Issue in accessing latest generated file in S3 bucket

0

Hi,

I am generating a file in S3 every hour through a Lambda function and then after 10 minutes call a second lambda function processLatestS3File(). The second lambda function is called 10 minutes after the first one and the first one generates the file within a minute.

This code works as expected till about 1030 AM UTC each day and the second lambda function gets reference to the latest generated file. But post that, in subsequent calls for the day the second lambda function is always getting the 1030 AM UTC file when it tries to get the latest file in the bucket.
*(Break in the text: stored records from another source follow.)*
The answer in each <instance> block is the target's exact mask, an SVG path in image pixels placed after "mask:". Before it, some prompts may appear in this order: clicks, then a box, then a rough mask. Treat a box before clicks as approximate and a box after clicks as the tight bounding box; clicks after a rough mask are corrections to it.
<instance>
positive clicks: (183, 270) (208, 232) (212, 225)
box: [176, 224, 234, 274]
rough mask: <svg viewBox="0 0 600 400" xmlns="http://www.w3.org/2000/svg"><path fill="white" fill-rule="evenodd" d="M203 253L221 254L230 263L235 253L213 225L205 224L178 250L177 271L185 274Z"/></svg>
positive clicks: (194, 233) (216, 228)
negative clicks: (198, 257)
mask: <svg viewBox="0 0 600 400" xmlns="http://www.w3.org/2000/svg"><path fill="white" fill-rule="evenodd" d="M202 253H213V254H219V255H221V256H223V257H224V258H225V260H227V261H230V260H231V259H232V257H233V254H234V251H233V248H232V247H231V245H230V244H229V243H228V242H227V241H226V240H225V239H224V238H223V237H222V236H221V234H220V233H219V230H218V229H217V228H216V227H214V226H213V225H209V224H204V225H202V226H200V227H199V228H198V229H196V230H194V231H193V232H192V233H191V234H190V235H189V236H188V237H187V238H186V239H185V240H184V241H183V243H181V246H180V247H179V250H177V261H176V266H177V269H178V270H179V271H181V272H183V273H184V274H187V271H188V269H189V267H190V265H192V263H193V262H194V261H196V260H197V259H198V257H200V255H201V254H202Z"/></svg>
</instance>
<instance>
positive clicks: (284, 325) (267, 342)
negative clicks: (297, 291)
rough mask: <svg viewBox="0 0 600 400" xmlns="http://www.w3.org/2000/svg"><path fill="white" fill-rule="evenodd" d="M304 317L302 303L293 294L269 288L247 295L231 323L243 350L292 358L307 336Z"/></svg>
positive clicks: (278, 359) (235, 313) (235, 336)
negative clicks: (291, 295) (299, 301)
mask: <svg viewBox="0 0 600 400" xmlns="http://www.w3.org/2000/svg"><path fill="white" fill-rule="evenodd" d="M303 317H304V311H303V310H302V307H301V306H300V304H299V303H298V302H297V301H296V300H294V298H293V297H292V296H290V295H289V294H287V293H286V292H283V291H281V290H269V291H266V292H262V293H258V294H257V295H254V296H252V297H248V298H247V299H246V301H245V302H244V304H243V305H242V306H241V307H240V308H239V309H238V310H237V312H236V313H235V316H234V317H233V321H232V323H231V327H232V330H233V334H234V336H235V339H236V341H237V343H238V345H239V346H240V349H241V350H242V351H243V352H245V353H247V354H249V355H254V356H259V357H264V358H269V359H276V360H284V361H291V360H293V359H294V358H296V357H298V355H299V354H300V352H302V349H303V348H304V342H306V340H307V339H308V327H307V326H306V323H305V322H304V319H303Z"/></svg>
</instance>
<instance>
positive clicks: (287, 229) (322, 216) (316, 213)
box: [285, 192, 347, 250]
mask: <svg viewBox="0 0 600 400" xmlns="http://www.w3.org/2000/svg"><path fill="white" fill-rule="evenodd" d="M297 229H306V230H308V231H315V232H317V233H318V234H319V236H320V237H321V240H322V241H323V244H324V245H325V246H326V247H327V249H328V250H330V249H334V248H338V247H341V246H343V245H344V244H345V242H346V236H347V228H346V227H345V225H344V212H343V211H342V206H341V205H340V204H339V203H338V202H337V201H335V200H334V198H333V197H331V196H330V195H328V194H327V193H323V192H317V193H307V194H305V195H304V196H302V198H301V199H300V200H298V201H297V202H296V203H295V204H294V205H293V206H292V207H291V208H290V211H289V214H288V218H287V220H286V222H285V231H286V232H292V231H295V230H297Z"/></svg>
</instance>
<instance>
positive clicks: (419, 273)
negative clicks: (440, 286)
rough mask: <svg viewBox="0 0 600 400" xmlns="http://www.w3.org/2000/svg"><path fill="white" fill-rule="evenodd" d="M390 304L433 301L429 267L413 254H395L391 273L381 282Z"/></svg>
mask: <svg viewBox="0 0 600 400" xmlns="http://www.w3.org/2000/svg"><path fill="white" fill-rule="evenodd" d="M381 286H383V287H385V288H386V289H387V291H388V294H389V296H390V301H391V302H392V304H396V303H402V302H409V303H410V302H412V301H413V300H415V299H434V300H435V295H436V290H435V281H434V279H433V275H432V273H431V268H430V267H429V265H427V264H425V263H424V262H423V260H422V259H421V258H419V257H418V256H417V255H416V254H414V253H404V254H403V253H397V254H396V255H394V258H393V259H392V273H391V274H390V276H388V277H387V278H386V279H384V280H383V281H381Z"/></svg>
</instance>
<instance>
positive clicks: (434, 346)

This was working perfectly fine for entire day few weeks back and I have made no changes to code. I have also checked and the first lambda function is working fine and is generating required files every hour even after 1030 AM UTC. I also checked the modified timestamp in S3 bucket and files generated after 1030 AM have more recent modified timestamps than the 1030 AM UTC file. Below is the code extract in processLatestS3File() to get the latest update file in bucket.

response = s3.list_objects_v2(Bucket=my_bucket_name)
sorted_objects = sorted(response['Contents'], key=lambda obj: obj['LastModified'], reverse=True)
latest_object = sorted_objects[0]
print(sorted_objects1[0]['Key'])
      

Any pointers on what could be causing this?

Regards, dbeings

dbeing
asked 5 months ago346 views
3 Answers
1
Accepted Answer

As mentioned in the Boto3 documentation that API will only return 1,000 objects. At that point you have to call again using the ContinuationToken parameter using the NextContinuationToken value received in the response.

Another option would be to use a paginator which makes your code a little simpler.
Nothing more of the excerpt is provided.